Take a Message, stop

We learned in driver’s ed class with the teacher who wound up looking like Don Knotts after 30 minutes on the road with us that we have a lot to do when we’re driving. Remember your first time on the road? You were sweating bullets by the time you were done, weren’t you?

There was so much to do, so much to watch for, so many others who might do…God knows what. We’ve probably all had one of those momentary lapses in concentration while driving. Unscrewing the cap on a soda and the little ring down the bottom that’s supposed to separate gets itself out of alignment, or the freedom fries (just thought I’d see if you’re paying attention) are hotter than you expected, the cell phone rings as you’re making a turn. Here in New Hampshire you can actually get a ticket for any of those under the heading of “distracted driving.”

Most of the time there’s no damage, nobody’s hurt. We may feel a little stupid or react in kind to a startled driver who honks and flips us off when we’ve nearly run him off the road but there’s no real harm done.

But how tough can it be to drive a trolley? It’s on tracks so you don’t have to steer, right? There’s no oncoming traffic, no pedestrians to watch for, at least not underground. Yet somehow the operator of an MBTA trolley managed to rear-end another trolley the other day. Somewhere near 50 people were hurt, none seriously.

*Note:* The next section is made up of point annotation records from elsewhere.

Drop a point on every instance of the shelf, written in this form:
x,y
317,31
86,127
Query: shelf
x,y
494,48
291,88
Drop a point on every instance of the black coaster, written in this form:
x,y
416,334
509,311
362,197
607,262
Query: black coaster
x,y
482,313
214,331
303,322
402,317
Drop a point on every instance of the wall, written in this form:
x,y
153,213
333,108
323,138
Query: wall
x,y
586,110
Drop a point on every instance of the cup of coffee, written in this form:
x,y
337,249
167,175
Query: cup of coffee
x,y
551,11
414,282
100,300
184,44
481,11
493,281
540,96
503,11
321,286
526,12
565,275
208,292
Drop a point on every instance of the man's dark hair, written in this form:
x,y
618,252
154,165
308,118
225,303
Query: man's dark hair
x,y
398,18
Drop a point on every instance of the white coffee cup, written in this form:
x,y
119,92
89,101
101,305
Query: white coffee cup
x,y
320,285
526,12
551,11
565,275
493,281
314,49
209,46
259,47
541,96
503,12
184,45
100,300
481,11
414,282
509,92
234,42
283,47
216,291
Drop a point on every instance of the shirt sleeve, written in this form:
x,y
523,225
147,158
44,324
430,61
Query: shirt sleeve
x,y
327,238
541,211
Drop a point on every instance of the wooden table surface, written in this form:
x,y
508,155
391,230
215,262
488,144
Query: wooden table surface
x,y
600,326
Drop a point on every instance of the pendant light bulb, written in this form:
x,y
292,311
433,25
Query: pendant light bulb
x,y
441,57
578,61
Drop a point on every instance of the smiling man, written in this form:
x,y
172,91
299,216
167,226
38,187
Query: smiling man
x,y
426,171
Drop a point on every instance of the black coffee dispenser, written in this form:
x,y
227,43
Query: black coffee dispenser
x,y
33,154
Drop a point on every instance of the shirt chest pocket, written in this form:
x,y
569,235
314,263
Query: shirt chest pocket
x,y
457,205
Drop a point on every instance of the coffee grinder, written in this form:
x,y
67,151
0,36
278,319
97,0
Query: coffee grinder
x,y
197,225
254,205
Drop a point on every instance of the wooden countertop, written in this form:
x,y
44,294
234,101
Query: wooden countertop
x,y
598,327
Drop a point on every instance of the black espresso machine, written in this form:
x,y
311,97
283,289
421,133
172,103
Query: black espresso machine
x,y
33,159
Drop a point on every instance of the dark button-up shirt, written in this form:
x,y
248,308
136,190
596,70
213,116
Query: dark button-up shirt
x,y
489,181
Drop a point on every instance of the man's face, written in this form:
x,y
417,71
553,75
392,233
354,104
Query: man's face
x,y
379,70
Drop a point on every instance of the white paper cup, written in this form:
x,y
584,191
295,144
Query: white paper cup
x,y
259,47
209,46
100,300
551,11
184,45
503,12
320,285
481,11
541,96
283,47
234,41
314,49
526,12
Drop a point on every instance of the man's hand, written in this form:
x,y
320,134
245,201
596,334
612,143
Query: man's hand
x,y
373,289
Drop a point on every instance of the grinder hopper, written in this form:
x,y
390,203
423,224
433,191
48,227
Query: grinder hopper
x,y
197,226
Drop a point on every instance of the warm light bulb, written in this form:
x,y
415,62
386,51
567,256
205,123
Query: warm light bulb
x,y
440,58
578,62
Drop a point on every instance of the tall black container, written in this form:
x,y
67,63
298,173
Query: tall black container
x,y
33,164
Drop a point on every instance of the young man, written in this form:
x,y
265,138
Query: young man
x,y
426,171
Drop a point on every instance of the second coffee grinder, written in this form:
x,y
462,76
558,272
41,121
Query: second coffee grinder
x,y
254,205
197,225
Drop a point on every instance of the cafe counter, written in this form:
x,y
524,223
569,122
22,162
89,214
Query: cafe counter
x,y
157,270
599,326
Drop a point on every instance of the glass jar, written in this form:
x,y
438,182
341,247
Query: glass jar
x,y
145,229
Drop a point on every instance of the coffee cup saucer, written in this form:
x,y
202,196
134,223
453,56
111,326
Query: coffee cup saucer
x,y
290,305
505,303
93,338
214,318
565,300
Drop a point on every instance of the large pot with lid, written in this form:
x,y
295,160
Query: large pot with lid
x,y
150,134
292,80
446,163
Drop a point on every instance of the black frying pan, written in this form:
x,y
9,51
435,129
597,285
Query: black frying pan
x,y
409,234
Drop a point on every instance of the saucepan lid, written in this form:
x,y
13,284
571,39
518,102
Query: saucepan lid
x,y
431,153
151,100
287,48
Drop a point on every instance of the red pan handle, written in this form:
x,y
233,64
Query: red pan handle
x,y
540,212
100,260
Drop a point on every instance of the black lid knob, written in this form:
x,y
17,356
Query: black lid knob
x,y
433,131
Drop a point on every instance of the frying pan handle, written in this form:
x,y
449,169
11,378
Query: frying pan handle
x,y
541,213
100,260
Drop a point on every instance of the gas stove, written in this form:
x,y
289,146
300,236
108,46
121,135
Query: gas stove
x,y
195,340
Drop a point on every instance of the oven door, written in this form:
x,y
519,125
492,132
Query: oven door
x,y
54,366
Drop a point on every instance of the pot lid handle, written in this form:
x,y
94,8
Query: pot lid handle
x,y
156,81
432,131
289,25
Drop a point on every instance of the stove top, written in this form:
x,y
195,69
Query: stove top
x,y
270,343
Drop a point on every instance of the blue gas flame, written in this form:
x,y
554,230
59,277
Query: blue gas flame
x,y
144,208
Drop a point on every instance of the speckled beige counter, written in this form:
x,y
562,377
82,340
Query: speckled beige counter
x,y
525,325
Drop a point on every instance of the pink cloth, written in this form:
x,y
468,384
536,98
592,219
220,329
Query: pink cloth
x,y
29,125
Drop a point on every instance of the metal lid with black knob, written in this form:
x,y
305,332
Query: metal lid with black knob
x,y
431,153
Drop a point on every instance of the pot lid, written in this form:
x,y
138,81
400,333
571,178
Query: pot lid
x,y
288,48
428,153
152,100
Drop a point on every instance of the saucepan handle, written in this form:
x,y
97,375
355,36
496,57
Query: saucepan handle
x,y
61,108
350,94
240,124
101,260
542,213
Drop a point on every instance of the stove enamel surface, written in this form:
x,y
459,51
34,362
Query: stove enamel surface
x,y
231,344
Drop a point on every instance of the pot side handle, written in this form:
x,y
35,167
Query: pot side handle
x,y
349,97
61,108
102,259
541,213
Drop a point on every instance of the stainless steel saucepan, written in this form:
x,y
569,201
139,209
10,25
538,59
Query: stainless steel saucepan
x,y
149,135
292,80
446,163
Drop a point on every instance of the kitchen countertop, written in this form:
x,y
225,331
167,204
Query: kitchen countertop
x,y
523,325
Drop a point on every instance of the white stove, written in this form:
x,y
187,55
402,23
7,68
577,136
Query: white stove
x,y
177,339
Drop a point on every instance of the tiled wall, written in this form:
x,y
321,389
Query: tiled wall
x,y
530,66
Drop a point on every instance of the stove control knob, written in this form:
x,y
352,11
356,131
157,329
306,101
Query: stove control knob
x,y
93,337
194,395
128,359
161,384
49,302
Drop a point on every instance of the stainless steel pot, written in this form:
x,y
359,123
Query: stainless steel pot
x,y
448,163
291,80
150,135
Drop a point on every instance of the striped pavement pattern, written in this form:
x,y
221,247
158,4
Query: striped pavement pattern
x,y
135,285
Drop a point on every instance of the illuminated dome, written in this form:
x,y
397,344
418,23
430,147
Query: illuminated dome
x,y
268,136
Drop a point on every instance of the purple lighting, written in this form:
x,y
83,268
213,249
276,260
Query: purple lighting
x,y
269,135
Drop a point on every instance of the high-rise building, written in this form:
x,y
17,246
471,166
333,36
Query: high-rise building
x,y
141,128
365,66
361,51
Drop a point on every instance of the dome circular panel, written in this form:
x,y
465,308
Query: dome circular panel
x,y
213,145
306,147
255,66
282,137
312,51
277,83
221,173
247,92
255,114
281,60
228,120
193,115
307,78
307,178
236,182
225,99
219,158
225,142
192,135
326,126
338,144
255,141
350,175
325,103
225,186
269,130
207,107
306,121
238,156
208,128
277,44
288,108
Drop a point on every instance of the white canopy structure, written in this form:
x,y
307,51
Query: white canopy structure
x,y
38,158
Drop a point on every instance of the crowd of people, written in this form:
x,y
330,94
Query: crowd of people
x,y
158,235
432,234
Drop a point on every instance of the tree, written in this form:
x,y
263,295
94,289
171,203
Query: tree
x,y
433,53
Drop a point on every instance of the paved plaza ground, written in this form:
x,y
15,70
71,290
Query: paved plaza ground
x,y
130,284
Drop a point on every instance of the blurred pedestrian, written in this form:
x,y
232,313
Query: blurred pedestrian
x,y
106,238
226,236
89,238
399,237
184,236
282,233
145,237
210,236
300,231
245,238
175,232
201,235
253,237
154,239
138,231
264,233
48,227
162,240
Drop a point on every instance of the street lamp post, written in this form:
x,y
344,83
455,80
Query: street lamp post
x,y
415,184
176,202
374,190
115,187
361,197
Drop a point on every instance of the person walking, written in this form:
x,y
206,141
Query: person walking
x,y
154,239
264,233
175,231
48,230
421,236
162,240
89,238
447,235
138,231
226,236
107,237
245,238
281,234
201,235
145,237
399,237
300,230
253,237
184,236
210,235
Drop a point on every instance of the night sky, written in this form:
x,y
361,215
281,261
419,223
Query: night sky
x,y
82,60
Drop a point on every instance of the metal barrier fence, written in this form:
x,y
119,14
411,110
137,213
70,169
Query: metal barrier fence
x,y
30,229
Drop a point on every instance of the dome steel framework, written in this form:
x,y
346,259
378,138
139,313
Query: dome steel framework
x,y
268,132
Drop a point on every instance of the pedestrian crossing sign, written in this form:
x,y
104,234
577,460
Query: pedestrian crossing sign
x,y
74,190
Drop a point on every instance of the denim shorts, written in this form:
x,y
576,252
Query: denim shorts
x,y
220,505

Okay I’m grateful for that but let tell you something, a broken leg may not be a “serious” injury to you but if it’s MY leg I’m taking that pretty freakin’ seriously. Oh yeah, I know that’s not a big deal in the grand scheme of things but if I’m going to be in some sort of cast for a while and on crutches for a few weeks and maybe I’m going to be able to forecast the weather by my leg for the rest of my life I take that seriously. From my point of view, the closer the proximity to me the more serious the injury.

But back to the point. Really, how tough can it be to drive a trolley? They’ve even got traffic lights down there so you know when to slow down and when to stop before you rear end the train of cars in front of you. How can you screw that up?

Technology has come up with the answer! Texting.

Yup, we’ve got a job that’s pretty easy here, although it carries a fair amount of responsibility with it, so what do we do? We act irresponsibly. We add the challenge of trying to type while operating a trolley in the dark. Oh sure we can all say the trolley operator is stuck on stupid for texting on the job but is he really that different from the rest of us?

We live in an age when multi-tasking is expected of almost everyone nearly the whole time we’re at work. We multi-task when we’re driving, why shouldn’t the T operator expect to be able to successfully multi-task while driving a trolley, underground (talk about limited access highways), on a track. Of course he thought he could do it.

Just like you thought you could handle that hot cup of Starbucks and converse on a cell phone, while you negotiated rush-hour traffic on Route 128 (it will never be I-95 to me) on the way to work.

And what, exactly, are we accomplishing by all this multi-tasking?

The trolley driver was sending a text-message to his girl friend. How much do you want to bet that conversation could have been delayed for a millennium or two without doing any harm to the human race? How many conversations that you’ve had while driving began with the phrase, “what’s going on?”, because neither you or the person on the other end of the phone had anything to say. You’re just talking because you can.

The “Sunday Globe Magazine” a few weeks ago had an interview with novelist Anne LeClair about her practice of having two silent days a month. Years ago Larry Hagman revealed he had a silent day a month, or once a week or some other such nonsense. Turns out that they wind up developing other ways of communicating on those days because sometimes you really do have to talk to other people. Sometimes there really is something to say.

But most of the time there isn’t anything or certainly not anything that can’t wait. So here’s my suggestion and you can credit me as a self-help guru when you pass it along to others. Ready? Shut the Hell up! Stop talking.

As a disc-jockey back in the Bill Drake era the mantra was, “when you have nothing to say, DON’T SAY IT.” Try that.